What factors other than some specific affinity to Microsoft makes a company choose Azure over AWS?
For us, Azure was a big win for security compliance and data sovereignty. Those factors triggered the switch.
After the switch, we came to realize that Azure is much stronger in support and in the ability to interface with the Azure product teams to help guide the direction of the platform.
I've seen some recent reports that Azure is growing twice as fast as AWS so I wouldn't count them out by any means.
Yes.
> What factors other than some specific affinity to Microsoft makes a company choose Azure over AWS?
Azure has a decent offering even if you don't have any "specific affinity to Microsoft". You can use Azure to develop products that don't use any Microsoft technologies. Although from my own experience, Azure tends to be a bit rough around the edges especially when used with non-Microsoft tools and languages.
See marketing page: https://azure.microsoft.com/en-us/overview/azure-vs-aws/
We have data residency requirements to keep things in Canada. This actually forced us to migrate off AWS, first to IBM, then eventually to Azure.
https://aws.amazon.com/blogs/aws/now-open-aws-canada-central...
CosmosDB was the difference for us.
What do you mean by Microsoft-specific stuff? I run a bunch of stuff there. When I started using these things their PaaS offerings were much more mature than the AWS counterpart (since they focused more on IaaS).

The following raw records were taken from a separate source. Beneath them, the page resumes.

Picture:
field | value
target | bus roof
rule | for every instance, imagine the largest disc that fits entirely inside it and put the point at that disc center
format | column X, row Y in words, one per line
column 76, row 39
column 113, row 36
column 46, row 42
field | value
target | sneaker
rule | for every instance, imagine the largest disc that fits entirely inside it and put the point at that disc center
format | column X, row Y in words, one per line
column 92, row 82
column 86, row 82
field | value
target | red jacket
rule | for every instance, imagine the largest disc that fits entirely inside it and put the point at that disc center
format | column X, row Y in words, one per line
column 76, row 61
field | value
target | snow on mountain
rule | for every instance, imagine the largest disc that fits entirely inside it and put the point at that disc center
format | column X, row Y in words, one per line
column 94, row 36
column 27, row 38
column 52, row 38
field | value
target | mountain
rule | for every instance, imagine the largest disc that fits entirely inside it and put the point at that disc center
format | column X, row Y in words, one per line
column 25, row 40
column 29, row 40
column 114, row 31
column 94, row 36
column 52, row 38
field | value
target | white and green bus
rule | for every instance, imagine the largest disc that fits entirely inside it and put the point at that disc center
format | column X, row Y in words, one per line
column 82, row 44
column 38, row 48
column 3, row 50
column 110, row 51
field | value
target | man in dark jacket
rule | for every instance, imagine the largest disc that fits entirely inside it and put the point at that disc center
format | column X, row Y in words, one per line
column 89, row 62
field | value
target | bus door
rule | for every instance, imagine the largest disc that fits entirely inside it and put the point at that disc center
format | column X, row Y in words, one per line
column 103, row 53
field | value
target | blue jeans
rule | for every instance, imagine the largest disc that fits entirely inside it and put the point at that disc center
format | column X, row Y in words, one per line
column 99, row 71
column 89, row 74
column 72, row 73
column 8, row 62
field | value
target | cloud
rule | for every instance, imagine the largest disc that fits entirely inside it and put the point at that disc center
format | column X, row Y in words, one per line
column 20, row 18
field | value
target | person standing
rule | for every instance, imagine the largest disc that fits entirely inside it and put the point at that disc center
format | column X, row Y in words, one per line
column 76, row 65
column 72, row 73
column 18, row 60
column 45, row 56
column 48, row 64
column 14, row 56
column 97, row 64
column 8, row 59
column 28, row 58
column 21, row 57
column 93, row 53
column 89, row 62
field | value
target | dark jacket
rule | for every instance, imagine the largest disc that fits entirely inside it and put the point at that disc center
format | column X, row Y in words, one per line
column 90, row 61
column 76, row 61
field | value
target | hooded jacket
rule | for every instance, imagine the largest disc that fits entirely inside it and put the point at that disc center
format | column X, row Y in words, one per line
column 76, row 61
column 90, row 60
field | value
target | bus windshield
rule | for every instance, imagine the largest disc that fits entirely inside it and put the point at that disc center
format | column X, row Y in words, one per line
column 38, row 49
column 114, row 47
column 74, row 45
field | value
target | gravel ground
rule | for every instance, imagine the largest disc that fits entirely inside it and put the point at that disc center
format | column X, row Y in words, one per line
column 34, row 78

More locations, tho' every major cloud is opening more all the time. A much better hybrid story, tho' this may change once (if) AWS get their alliance with VMware working properly. Better layered applications (X-as-a-service) but that might be a matter of taste - AWS is more about giving you building blocks to build your things, Azure has the blocks but is better at giving you integrated "things" out of the box (e.g. IaaS vs PaaS). Per-second billing, generally better budget control.
I've a bit of experience with both Azure and AWS. There's nothing I could build in one that I couldn't build in the other, tho' depending on what that is, it might be more effort in one of them. For my own personal stuff, I use Azure, it's more fun :-)
I have ran into scale problems very fast at Google and now am having to use App Engine and add more complication which I don't have personal engineering skill/capacity.
Google support first bumped me up to 12000 max queries per 100 seconds and said that's the limit, but that's not close to enough. We have super bursty traffic (webhooks that aren't concatenated from source).
Google then increased to 100,000 per 100 seconds after they claimed 12k was maximum.
It's still not enough and I think their sampling might be funky because when I look at the invocation/traffic graphs it doesn't align with the stated maximum (still throws quota errors).
Kind of frustrating. The idea of stateless functions without worrying about engineering is a dream! I don't get why Google can't get 'google scale' here. In the past we've used Snowplow on AWS when we had engineering help but that's a huge amount of work/engineering time. The actual accept POST, store to cloud storage, insert to DB is less than 100 rows.
Response time is also pretty bad in the extreme cases. Even though I end the response before processing data I still see 95%/99% spikes when bursting on the far less bursty data source (as in only bursting to 10/second). Just today for this function I got 3764ms 99%!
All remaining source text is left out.